If you’re worried about Alexa listening in and using your information (or accidentally sending it to someone else, which has happened to a few unfortunate souls), you can tweak some of your Echo or Echo Dot settings to make it less likely.

First, you want to make sure you don’t give Alexa access to your contacts when you set up your device. If you’ve already enabled that feature, you’ll need to call customer service (877-375-9365) to have them remove it. It does mean that you won’t be able to use Alexa to make calls or send texts, but it also ensures that nothing she (it) overhears could be sent to people you know.

You can also change the “wake word” from Alexa. You only have a few other choices (computer, Amazon, or Echo), but if one of those is less likely to be confused with another word you use commonly in your household, they might be way to go.

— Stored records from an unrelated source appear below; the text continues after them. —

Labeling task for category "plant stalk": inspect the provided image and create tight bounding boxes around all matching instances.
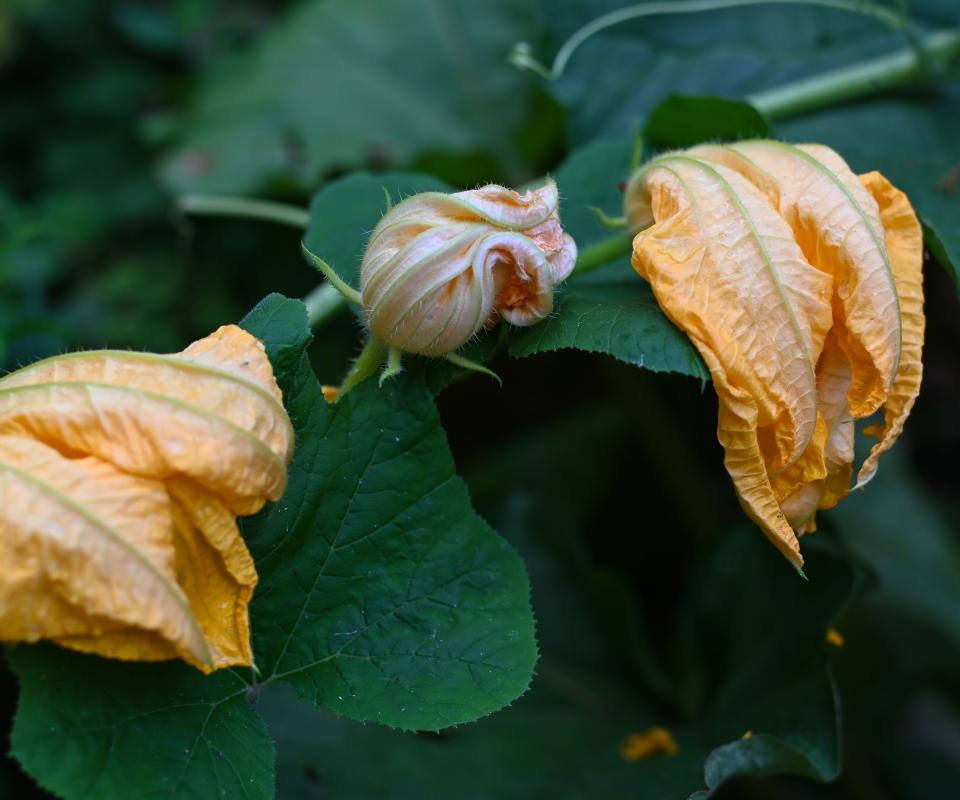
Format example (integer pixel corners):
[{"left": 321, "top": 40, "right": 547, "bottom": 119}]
[
  {"left": 338, "top": 336, "right": 385, "bottom": 399},
  {"left": 177, "top": 194, "right": 310, "bottom": 230},
  {"left": 747, "top": 30, "right": 960, "bottom": 120},
  {"left": 573, "top": 232, "right": 633, "bottom": 275}
]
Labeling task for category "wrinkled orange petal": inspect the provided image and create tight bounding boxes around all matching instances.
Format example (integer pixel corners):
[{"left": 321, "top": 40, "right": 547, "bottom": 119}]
[
  {"left": 0, "top": 325, "right": 293, "bottom": 671},
  {"left": 692, "top": 140, "right": 901, "bottom": 417},
  {"left": 628, "top": 155, "right": 832, "bottom": 566},
  {"left": 780, "top": 331, "right": 854, "bottom": 534},
  {"left": 0, "top": 436, "right": 213, "bottom": 668},
  {"left": 857, "top": 172, "right": 925, "bottom": 487},
  {"left": 0, "top": 325, "right": 293, "bottom": 514}
]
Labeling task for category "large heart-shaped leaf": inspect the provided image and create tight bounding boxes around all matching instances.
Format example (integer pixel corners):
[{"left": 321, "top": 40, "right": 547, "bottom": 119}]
[{"left": 8, "top": 295, "right": 536, "bottom": 800}]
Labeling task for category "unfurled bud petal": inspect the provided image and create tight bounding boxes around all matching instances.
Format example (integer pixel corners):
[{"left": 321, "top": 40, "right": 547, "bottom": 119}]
[{"left": 360, "top": 180, "right": 577, "bottom": 356}]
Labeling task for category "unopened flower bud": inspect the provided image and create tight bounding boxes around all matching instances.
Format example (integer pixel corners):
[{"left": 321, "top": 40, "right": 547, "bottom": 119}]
[{"left": 360, "top": 180, "right": 577, "bottom": 356}]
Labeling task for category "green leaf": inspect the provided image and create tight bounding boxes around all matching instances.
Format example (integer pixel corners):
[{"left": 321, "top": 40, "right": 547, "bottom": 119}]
[
  {"left": 165, "top": 0, "right": 537, "bottom": 193},
  {"left": 264, "top": 490, "right": 852, "bottom": 800},
  {"left": 510, "top": 137, "right": 708, "bottom": 380},
  {"left": 826, "top": 449, "right": 960, "bottom": 668},
  {"left": 538, "top": 0, "right": 944, "bottom": 143},
  {"left": 510, "top": 276, "right": 709, "bottom": 380},
  {"left": 643, "top": 95, "right": 770, "bottom": 149},
  {"left": 244, "top": 296, "right": 536, "bottom": 730},
  {"left": 777, "top": 81, "right": 960, "bottom": 281},
  {"left": 303, "top": 172, "right": 453, "bottom": 289},
  {"left": 7, "top": 645, "right": 274, "bottom": 800},
  {"left": 683, "top": 529, "right": 854, "bottom": 789}
]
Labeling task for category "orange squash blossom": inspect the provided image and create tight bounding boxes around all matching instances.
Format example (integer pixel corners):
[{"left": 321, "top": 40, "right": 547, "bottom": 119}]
[
  {"left": 0, "top": 325, "right": 293, "bottom": 672},
  {"left": 625, "top": 141, "right": 924, "bottom": 568}
]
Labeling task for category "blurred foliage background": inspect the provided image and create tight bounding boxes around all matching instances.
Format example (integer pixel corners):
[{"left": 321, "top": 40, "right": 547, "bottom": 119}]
[{"left": 0, "top": 0, "right": 960, "bottom": 800}]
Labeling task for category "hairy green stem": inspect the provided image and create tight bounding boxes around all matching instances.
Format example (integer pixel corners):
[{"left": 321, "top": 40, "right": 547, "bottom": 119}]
[
  {"left": 338, "top": 336, "right": 385, "bottom": 399},
  {"left": 303, "top": 283, "right": 345, "bottom": 328},
  {"left": 177, "top": 194, "right": 310, "bottom": 230},
  {"left": 573, "top": 233, "right": 633, "bottom": 275},
  {"left": 509, "top": 0, "right": 906, "bottom": 81},
  {"left": 300, "top": 242, "right": 361, "bottom": 305},
  {"left": 747, "top": 30, "right": 960, "bottom": 120}
]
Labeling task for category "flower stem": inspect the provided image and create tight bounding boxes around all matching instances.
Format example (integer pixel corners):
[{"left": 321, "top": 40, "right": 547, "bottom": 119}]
[
  {"left": 303, "top": 283, "right": 346, "bottom": 328},
  {"left": 177, "top": 194, "right": 310, "bottom": 230},
  {"left": 300, "top": 242, "right": 362, "bottom": 306},
  {"left": 509, "top": 0, "right": 905, "bottom": 81},
  {"left": 747, "top": 30, "right": 960, "bottom": 120},
  {"left": 338, "top": 336, "right": 384, "bottom": 399},
  {"left": 573, "top": 232, "right": 633, "bottom": 275}
]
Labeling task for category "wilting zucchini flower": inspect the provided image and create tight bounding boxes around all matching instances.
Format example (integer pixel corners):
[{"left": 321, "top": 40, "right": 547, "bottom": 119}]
[
  {"left": 360, "top": 180, "right": 577, "bottom": 356},
  {"left": 625, "top": 141, "right": 924, "bottom": 568},
  {"left": 0, "top": 325, "right": 293, "bottom": 672}
]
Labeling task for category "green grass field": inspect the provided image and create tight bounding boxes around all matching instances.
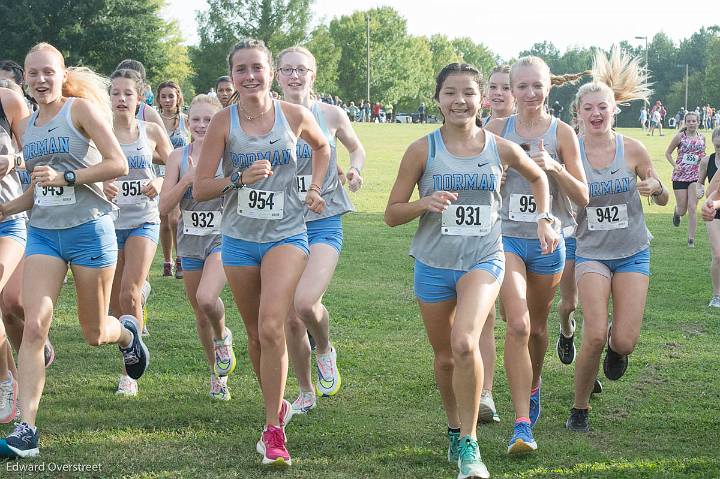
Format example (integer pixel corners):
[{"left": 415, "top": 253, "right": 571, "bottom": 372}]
[{"left": 0, "top": 125, "right": 720, "bottom": 479}]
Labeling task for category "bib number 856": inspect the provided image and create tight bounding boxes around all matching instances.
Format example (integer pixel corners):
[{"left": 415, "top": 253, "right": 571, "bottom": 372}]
[{"left": 455, "top": 206, "right": 482, "bottom": 226}]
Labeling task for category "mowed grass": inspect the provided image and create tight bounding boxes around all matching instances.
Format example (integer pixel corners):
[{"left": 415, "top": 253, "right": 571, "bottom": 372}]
[{"left": 0, "top": 125, "right": 720, "bottom": 479}]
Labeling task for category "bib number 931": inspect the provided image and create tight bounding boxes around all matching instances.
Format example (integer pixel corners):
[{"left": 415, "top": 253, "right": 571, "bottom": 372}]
[{"left": 441, "top": 205, "right": 492, "bottom": 236}]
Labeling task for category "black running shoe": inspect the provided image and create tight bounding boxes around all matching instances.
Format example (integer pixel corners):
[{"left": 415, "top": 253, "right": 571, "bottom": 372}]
[
  {"left": 120, "top": 315, "right": 150, "bottom": 380},
  {"left": 556, "top": 331, "right": 575, "bottom": 364},
  {"left": 565, "top": 408, "right": 590, "bottom": 432},
  {"left": 308, "top": 331, "right": 317, "bottom": 351},
  {"left": 5, "top": 422, "right": 40, "bottom": 457},
  {"left": 603, "top": 325, "right": 628, "bottom": 381}
]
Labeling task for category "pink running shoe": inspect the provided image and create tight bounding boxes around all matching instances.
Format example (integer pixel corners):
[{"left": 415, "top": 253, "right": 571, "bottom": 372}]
[{"left": 255, "top": 426, "right": 292, "bottom": 467}]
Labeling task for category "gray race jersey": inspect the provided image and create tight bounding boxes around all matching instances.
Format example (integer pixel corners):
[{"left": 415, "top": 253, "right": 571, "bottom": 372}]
[
  {"left": 297, "top": 102, "right": 353, "bottom": 221},
  {"left": 500, "top": 115, "right": 575, "bottom": 239},
  {"left": 410, "top": 130, "right": 503, "bottom": 271},
  {"left": 576, "top": 134, "right": 652, "bottom": 259},
  {"left": 222, "top": 100, "right": 306, "bottom": 243},
  {"left": 0, "top": 102, "right": 26, "bottom": 221},
  {"left": 23, "top": 98, "right": 116, "bottom": 229},
  {"left": 177, "top": 144, "right": 223, "bottom": 260},
  {"left": 114, "top": 120, "right": 160, "bottom": 230}
]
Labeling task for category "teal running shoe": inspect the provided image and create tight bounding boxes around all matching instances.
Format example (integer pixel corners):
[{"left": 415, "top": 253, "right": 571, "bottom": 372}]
[{"left": 457, "top": 435, "right": 490, "bottom": 479}]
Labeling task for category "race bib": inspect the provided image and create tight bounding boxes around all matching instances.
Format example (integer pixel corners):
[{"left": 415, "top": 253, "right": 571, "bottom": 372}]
[
  {"left": 683, "top": 157, "right": 700, "bottom": 165},
  {"left": 238, "top": 188, "right": 285, "bottom": 220},
  {"left": 585, "top": 204, "right": 628, "bottom": 231},
  {"left": 35, "top": 184, "right": 75, "bottom": 206},
  {"left": 440, "top": 205, "right": 492, "bottom": 236},
  {"left": 182, "top": 210, "right": 222, "bottom": 236},
  {"left": 295, "top": 175, "right": 312, "bottom": 202},
  {"left": 113, "top": 180, "right": 150, "bottom": 205},
  {"left": 509, "top": 194, "right": 552, "bottom": 223}
]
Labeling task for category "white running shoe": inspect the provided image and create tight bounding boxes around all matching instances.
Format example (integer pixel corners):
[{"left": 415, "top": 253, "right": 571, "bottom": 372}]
[
  {"left": 210, "top": 374, "right": 231, "bottom": 401},
  {"left": 0, "top": 371, "right": 18, "bottom": 424},
  {"left": 316, "top": 348, "right": 342, "bottom": 397},
  {"left": 115, "top": 374, "right": 137, "bottom": 396},
  {"left": 478, "top": 389, "right": 500, "bottom": 424},
  {"left": 291, "top": 391, "right": 317, "bottom": 416}
]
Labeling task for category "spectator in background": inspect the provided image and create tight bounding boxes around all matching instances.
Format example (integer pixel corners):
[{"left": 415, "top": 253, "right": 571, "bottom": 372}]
[
  {"left": 215, "top": 75, "right": 235, "bottom": 108},
  {"left": 650, "top": 100, "right": 667, "bottom": 136},
  {"left": 550, "top": 100, "right": 564, "bottom": 119},
  {"left": 348, "top": 101, "right": 360, "bottom": 121},
  {"left": 370, "top": 102, "right": 382, "bottom": 123},
  {"left": 362, "top": 100, "right": 371, "bottom": 121},
  {"left": 385, "top": 103, "right": 395, "bottom": 123},
  {"left": 638, "top": 105, "right": 648, "bottom": 132}
]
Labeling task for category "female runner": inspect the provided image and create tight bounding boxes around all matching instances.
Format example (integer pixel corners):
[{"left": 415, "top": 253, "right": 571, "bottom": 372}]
[
  {"left": 277, "top": 47, "right": 365, "bottom": 414},
  {"left": 160, "top": 95, "right": 235, "bottom": 401},
  {"left": 155, "top": 80, "right": 189, "bottom": 279},
  {"left": 104, "top": 69, "right": 172, "bottom": 396},
  {"left": 385, "top": 63, "right": 559, "bottom": 479},
  {"left": 566, "top": 49, "right": 669, "bottom": 432},
  {"left": 487, "top": 57, "right": 588, "bottom": 454},
  {"left": 193, "top": 39, "right": 330, "bottom": 466},
  {"left": 0, "top": 43, "right": 150, "bottom": 457}
]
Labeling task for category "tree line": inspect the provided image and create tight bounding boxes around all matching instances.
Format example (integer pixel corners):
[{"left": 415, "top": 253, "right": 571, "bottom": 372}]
[{"left": 0, "top": 0, "right": 720, "bottom": 126}]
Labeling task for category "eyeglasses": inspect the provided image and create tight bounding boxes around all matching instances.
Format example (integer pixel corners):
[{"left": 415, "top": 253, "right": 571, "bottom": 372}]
[{"left": 279, "top": 67, "right": 312, "bottom": 77}]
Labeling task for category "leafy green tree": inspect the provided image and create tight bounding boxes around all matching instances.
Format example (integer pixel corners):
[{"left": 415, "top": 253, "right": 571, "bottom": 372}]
[
  {"left": 191, "top": 0, "right": 312, "bottom": 90},
  {"left": 0, "top": 0, "right": 191, "bottom": 92}
]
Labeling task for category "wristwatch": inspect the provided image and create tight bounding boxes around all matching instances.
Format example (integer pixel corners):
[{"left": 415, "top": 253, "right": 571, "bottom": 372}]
[
  {"left": 63, "top": 171, "right": 76, "bottom": 186},
  {"left": 535, "top": 211, "right": 555, "bottom": 224},
  {"left": 222, "top": 171, "right": 245, "bottom": 193}
]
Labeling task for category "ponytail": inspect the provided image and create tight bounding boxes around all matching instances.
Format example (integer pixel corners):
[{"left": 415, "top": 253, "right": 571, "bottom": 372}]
[
  {"left": 63, "top": 67, "right": 112, "bottom": 122},
  {"left": 28, "top": 43, "right": 112, "bottom": 124}
]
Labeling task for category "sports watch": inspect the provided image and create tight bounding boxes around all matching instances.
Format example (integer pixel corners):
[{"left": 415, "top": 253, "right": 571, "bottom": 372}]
[
  {"left": 535, "top": 211, "right": 555, "bottom": 224},
  {"left": 63, "top": 171, "right": 76, "bottom": 186}
]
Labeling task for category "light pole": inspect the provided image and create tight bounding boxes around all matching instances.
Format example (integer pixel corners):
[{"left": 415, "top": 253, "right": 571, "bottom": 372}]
[
  {"left": 635, "top": 35, "right": 650, "bottom": 106},
  {"left": 678, "top": 63, "right": 690, "bottom": 112},
  {"left": 365, "top": 13, "right": 370, "bottom": 103}
]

Ideally, if you use a word she’s less likely to hear (or be tricked into hearing), she won’t “wake up” and start listening on accident.

You can easily change this setting by simply talking to your device or using the Alexa app on your phone or iPad.

If you know you’re having a sensitive conversation that you definitely wouldn’t want anyone – the big box store included – overhearing, the best bet is to manually turn off the microphone by simply pushing the button on your device.

Lastly? Make doubly sure the volume is up high enough that you can hear her asking if it’s okay to send an email or text because you probably don’t want her to mistake silence for a yes.

That’s just not how consent works, Alexa.